When examining specific toxicities and causes of treatment failure, osteonecrosis rates were lower among boys [297/5,624 (5.3%) vs. 281/4,140 (6.8%); p=0.002]. The incidence of TRM did not differ by sex. The incidence of relapse was, however, greater in boys than girls with B-ALL (11.2%±0.5% vs. 9.6%±0.5%; p=0.001). This risk was attributable to a higher incidence of relapses involving the CNS (4.2%±0.3% vs. 2.5%±0.3%; p<0.0001) and in other extramedullary sites, including the testes (1.3%±0.2% vs. 0.7%±0.1%; p= 0.001). Notably, there was no difference in the cumulative incidence of isolated bone marrow relapse (5.4%±0.4% vs. 6.2%±0.4%; p=0.49). Among T-ALL patients, there were no sex-based differences in the cumulative incidence of relapse, either overall or by relapse site.

CONCLUSIONS: Small sex-based disparities in ALL outcomes persist despite overall improvements, extended treatment duration, and extra intrathecal therapy in boys. This is mainly attributable to a higher risk of CNS relapse in boys with B-ALL, despite no sex-based differences in initial CNS status, and persists when adjusted for other prognostic risk factors. The lack of sex-based disparities in T-ALL by sex may be in part due to an increased use of CNS radiation, given older studies which observed increases in CNS relapse rates among boys but not girls when radiation was eliminated. Future studies to determine the mechanisms underlying this disparity, including potential sex-based differences in steroid metabolism, are warranted.
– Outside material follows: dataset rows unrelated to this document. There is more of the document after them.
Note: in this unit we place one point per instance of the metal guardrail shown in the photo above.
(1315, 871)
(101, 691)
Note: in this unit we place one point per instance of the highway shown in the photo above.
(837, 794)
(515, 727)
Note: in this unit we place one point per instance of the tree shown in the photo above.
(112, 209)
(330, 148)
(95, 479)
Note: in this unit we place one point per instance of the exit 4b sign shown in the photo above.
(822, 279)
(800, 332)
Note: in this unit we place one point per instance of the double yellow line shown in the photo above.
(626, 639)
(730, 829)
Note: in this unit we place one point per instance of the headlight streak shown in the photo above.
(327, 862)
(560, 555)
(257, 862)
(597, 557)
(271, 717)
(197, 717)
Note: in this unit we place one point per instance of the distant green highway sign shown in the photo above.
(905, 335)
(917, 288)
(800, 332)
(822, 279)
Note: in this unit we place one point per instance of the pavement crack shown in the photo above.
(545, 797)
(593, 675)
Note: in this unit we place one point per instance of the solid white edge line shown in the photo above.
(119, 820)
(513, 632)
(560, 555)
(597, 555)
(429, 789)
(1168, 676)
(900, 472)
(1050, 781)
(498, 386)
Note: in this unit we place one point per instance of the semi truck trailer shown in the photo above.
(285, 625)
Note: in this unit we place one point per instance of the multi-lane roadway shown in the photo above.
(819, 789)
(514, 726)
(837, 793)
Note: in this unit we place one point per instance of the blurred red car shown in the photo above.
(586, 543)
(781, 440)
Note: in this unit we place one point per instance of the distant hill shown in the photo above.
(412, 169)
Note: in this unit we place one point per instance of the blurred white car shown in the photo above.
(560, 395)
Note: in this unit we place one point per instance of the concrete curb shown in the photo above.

Disclosures: Teachey: Amgen: Consultancy; Sobi: Consultancy; Janssen: Consultancy; La Roche: Consultancy. Dunsmore: Dexcom: Current equity holder in publicly-traded company. Mattano: Melinta Therapeutics: Consultancy; Novartis: Consultancy; Pfizer: Consultancy. Borowitz: Amgen: Honoraria. Raetz: Pfizer: Research Funding; Celgene/BMS: Other. Loh: Pfizer: Other: Institutional Research Funding; Medisix Therapeutics: Membership on an entity's Board of Directors or advisory committees. Hunger: Novartis: Consultancy; Amgen Inc.: Current equity holder in publicly-traded company, Honoraria.